In May, WSHA coordinated a group of eight organizations to file an amicus curiae (friend of the court) brief in In re the Detention of D.W. et. al., describing the impact of the practice of “psychiatric boarding” on the ability of hospitals and providers to provide appropriate patient care. The hospitals, nurses, physicians and others asked the state Supreme Court to uphold a Pierce County Superior Court ruling that psychiatric boarding is unconstitutional.
The brief was cited by the court both during oral argument and in the opinion issued today.
More information about the brief, including links to the briefs and contact information for all the co-signing organizations, can be found here (see press release).
- Washington State Hospital Association
- Association of Washington Public Hospital Districts
- Washington State Medical Association
- Washington Chapter of the American College of Emergency Physicians
- Northwest Organization of Nurse Executives
- Washington State Nurses Association
- SEIU Healthcare 1199NW
- Washington State Council of the Emergency Nurses Association
Psychiatric boarding occurs when a patient in a mental health crisis comes into, or is brought into, a hospital emergency department and is evaluated and detained by a designated mental health professional and is unable to get the needed inpatient care because none is available. The detained patient remains at the hospital until there is room at an appropriate facility.
Psychiatric care and crisis interventions are designed to be delivered through certified inpatient evaluation and treatment (E&Ts) facilities– not hospital emergency departments. If beds are unavailable in a certified facility, the patient is “boarded” in the hospital to the detriment of the patient, physicians, nurses, and other patients.
Hospitals are often the entry point for many patients in crisis, yet emergency departments are not equipped to provide ongoing psychiatric services. Federal law requires hospitals with emergency services to provide treatment and stabilizing care to patients, and to transfer patients to appropriate facilities if the services is not provided. The primary goal in emergency departments is to keep psychiatric patients safe until there is space in an appropriate facility where they can receive the mental health treatment they need.
Severe underfunding has resulted in a significant drop in services available at E&T facilities. The number of available beds for mental health patients dropped by 36 percent, while the population of the state grew by 14 percent. At the same time, funding for the community mental health system, which is designed to help keep people out of crisis and out of the inpatient system, was cut by more than $90 million in just three years.
The decision, authored by Justice Steven C. Gonzalez, finds the state’s Involuntary Treatment Act does not authorize psychiatric boarding through the use of a “single bed certification” as a method to avoid overcrowding certified evaluation and treatment facilities.
The court found that the rule governing single bed certifications, WAC 388-865-0526, allows such certifications when, “…in the exercise of professional judgment, a properly qualified agent of the mental health division determines that there is either a medical justification for involuntarily detaining a patient outside a certified facility or that the single bed certification would facilitate continuity of care.” It goes on to specifically state, “By its plain terms, this rule does not authorize a single bed certification merely because there is no room at certified facilities with which the county already has a contractual relationship.”

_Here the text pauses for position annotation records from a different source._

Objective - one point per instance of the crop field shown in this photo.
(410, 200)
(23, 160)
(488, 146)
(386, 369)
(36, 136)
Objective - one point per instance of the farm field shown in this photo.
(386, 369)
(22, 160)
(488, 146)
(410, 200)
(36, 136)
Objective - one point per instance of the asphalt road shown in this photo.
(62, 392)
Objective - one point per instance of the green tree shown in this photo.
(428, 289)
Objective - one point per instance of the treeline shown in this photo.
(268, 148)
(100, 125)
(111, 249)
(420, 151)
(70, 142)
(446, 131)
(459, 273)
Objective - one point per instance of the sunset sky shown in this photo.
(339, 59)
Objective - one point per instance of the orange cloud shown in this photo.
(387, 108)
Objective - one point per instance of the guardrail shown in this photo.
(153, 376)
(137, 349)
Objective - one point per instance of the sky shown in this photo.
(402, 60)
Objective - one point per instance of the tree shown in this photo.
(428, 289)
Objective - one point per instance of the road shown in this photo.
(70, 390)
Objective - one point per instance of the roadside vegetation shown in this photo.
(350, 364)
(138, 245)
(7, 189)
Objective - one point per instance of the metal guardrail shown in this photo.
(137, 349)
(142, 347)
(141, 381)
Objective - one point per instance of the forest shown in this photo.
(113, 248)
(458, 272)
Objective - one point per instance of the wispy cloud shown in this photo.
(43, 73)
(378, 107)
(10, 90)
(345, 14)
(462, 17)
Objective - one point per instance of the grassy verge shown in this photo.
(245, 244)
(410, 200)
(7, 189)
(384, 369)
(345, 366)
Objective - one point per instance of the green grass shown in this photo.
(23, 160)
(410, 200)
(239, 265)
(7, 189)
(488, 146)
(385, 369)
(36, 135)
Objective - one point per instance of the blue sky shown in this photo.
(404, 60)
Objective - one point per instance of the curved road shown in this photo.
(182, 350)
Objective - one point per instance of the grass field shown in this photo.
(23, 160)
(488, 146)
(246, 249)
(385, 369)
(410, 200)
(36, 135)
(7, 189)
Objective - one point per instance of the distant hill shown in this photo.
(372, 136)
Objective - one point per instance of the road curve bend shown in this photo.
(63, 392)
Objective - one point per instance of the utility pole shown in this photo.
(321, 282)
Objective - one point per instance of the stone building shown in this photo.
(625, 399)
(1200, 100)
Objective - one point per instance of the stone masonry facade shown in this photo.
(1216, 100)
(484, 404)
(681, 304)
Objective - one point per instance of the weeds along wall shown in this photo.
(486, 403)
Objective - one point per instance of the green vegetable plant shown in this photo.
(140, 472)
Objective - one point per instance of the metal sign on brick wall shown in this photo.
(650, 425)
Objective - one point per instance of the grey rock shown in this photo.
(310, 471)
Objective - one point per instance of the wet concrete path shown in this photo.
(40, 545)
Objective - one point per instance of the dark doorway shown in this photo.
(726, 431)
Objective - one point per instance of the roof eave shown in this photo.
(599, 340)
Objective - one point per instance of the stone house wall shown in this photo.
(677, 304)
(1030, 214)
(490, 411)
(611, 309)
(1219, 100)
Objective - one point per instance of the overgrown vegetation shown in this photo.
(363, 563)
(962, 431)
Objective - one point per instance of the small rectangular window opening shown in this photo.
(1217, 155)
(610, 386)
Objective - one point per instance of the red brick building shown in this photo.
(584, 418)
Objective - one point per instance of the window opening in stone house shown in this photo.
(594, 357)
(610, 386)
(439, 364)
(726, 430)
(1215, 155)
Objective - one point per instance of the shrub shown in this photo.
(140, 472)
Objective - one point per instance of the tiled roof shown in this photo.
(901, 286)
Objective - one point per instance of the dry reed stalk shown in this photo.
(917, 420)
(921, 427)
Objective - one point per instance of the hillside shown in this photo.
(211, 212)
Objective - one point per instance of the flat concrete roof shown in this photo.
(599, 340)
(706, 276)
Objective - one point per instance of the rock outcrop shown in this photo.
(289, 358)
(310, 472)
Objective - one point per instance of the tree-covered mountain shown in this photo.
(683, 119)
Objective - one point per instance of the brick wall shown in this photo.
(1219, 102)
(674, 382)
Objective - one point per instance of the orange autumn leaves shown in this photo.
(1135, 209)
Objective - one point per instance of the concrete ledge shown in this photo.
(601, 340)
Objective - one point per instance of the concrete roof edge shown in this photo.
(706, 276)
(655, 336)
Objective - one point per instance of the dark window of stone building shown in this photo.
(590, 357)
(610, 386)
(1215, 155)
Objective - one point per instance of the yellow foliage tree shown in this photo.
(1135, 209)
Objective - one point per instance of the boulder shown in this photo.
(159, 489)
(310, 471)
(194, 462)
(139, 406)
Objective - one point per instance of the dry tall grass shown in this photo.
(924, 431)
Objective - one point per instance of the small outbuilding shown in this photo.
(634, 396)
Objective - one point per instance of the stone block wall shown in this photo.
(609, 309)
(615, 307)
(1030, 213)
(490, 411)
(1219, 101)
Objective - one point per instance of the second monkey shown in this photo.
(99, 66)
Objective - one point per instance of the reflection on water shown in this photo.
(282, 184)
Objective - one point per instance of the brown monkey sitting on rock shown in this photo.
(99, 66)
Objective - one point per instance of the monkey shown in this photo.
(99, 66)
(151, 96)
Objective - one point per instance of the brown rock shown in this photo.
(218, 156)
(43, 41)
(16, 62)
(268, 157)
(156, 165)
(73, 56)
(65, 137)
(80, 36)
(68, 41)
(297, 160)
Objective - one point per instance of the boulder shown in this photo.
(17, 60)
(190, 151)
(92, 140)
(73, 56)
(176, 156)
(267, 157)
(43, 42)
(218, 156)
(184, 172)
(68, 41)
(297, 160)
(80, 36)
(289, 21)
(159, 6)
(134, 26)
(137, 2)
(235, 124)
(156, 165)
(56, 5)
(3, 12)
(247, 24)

WSHA expects the impact of this decision on patients and its members to be significant. The decision is effective immediately. While the case originated in Pierce County, the decision applies to the entire state. For years hospitals have voiced concern to the state Department of Social and Health Services that they are not equipped to care for psychiatric patients indefinitely under the terms of a single bed certification.
As a practical matter, evaluation and treatment services for psychiatric patients will now need to be provided on a timelier and frequent basis, which has funding implications. WSHA is looking forward to working with the state on finding solutions to properly fund mental health evaluation and treatment services. WSHA will continue its engagement in this issue as it moves to the public policy arena.